E3SM-Project / E3SM

Energy Exascale Earth System Model source code. NOTE: use "maint" branches for your work. Head of master is not validated.
https://docs.e3sm.org/E3SM
Other
352 stars 363 forks source link

Bug: short term archiving moves MPAS hybrid restart files #4424

Closed golaz closed 3 years ago

golaz commented 3 years ago

There is a bug in short term archiving when it archives MPAS restart files. Instead of only moving restart files from the current simulation, it will also move restart files in the run sub-directory that are neded for a hybrid restart. This then causes the model to fail upon restart.

Specific example:

Case name of the simulation: v2.LR.abrupt-4xCO2_0101. This simulation is configured as a hybrid restart at year 0101 from v2.LR.piControl.

When short term archiving year 0101, the following two files

v2.LR.piControl.mpaso.rst.0101-01-01_00000.nc
v2.LR.piControl.mpassi.rst.0101-01-01_00000.nc

are moved out of the run/ sub-directory and into:

v2.LR.abrupt-4xCO2_0101/archive/rest/0101-01-01-00000/

The next time the model tries to restart, it fails:

ERROR:  ERROR mpassi buildnml: missing specified restart file for branch or hybrid run: /lcrc/group/e3sm/ac.golaz/E3SMv2/v2.LR.abrupt-4xCO2_0101/run/v2.LR.piControl.mpassi.rst.0101-01-01_00000.nc

We should fix this for v2.0. (I recall running into the same problem during the v1 Water Cycle simulation campaign).

rljacob commented 3 years ago

If you start a run as a hybrid, the next submission after the first one should just be a regular restart I thought. So it should only need the restarts written at the end of the first run.

golaz commented 3 years ago

Don't forget that MPAS is "special", It will read those files no matter what; I think to get information about the mesh or something else. Anyway, short term archiving should not be moving these files.

jonbob commented 3 years ago

@golaz - with help from @jgfouca, I have a fix for this issue but need to test it a bit more. It will require a CIME PR so it may take a little time to get merged into E3SM, but I'll push on it as much as possible.

rljacob commented 3 years ago

For the record, what is MPAS reading those files for?
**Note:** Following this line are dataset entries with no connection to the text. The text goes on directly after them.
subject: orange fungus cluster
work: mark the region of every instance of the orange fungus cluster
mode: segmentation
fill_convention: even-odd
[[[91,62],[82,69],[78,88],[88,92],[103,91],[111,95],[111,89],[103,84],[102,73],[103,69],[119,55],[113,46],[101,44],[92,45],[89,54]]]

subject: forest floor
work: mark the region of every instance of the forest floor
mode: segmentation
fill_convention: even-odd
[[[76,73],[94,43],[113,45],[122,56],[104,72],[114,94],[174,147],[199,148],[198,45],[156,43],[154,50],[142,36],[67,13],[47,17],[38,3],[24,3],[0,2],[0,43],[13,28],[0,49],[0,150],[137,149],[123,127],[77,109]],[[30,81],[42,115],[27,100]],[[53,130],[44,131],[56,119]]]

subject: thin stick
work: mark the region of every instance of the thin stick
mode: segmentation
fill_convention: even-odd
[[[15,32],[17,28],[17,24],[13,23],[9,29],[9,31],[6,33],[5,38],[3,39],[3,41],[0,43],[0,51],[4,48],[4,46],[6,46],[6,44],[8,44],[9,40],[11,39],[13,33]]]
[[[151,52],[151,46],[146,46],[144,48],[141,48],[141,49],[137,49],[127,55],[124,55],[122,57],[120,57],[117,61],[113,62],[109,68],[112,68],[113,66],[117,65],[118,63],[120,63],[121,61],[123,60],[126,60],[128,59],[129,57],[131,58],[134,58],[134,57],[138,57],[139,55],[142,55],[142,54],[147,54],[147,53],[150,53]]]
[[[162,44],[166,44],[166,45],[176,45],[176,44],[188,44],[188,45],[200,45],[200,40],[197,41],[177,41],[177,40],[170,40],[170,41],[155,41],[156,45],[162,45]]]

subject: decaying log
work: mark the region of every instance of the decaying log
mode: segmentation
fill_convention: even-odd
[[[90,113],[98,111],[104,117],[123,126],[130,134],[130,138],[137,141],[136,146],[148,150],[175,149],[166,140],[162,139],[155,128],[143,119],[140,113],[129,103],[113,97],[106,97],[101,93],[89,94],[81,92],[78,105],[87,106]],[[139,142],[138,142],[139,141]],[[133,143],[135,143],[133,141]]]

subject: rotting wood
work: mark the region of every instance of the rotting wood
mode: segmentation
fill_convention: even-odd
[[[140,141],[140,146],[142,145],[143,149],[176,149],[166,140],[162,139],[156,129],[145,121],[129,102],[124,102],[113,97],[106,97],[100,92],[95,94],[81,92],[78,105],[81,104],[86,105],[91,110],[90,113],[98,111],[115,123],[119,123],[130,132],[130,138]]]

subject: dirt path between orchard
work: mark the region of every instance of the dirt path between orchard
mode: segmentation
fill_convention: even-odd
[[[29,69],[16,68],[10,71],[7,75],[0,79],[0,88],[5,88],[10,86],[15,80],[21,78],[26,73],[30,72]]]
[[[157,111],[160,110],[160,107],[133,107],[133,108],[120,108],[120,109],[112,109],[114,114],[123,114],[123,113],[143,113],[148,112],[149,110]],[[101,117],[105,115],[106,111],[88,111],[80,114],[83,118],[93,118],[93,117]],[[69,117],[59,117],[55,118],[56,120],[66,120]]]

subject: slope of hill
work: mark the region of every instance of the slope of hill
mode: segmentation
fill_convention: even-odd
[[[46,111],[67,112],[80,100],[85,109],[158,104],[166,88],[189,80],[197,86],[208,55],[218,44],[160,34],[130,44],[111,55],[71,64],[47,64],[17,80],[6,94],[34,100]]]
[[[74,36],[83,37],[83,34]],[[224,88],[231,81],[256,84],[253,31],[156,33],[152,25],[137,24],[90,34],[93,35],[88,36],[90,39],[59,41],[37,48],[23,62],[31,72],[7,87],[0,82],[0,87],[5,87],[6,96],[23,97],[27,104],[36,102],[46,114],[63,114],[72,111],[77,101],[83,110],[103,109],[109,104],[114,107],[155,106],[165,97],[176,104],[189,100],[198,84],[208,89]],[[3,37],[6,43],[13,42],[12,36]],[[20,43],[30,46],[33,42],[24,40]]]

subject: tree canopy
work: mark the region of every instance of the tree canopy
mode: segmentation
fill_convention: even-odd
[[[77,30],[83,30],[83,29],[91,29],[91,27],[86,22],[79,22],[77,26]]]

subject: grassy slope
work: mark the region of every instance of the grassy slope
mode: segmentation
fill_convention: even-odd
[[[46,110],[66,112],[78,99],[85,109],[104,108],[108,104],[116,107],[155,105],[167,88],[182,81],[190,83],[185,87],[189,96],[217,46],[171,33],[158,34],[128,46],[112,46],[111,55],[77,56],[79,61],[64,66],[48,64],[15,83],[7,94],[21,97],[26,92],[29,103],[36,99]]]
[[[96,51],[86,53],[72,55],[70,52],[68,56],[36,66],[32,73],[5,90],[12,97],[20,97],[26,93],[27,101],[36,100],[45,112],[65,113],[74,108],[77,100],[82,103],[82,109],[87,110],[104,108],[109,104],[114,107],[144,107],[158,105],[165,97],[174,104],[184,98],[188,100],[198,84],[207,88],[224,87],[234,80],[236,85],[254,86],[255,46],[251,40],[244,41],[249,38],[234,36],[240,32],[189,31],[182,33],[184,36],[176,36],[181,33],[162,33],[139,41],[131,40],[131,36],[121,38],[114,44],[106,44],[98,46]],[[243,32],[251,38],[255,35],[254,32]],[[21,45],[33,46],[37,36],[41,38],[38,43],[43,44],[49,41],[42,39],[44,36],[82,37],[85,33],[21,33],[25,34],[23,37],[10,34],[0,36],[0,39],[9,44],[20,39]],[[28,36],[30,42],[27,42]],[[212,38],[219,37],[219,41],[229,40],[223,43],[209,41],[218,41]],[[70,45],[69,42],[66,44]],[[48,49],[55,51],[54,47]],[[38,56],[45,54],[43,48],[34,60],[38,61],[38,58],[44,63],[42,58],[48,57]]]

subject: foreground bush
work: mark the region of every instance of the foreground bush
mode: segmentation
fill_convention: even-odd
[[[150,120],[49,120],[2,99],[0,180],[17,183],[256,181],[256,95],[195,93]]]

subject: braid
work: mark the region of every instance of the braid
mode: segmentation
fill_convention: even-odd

jonbob commented 3 years ago

It's a weird thing for a hybrid case, so those files are not read in as "restart" files but instead are "input" files. So it's where the components get grid information, etc, though it could also obviously read that information from the actual restart files once the initial run has completed. I think the early design was that restart files wouldn't have to carry all that extra information. The fix is easy enough, almost done testing. I think the short-term archiver didn't get updated when we prepended the casename onto all the output files, so the fix is to have the archiver only move files with the casename, as it does with other components.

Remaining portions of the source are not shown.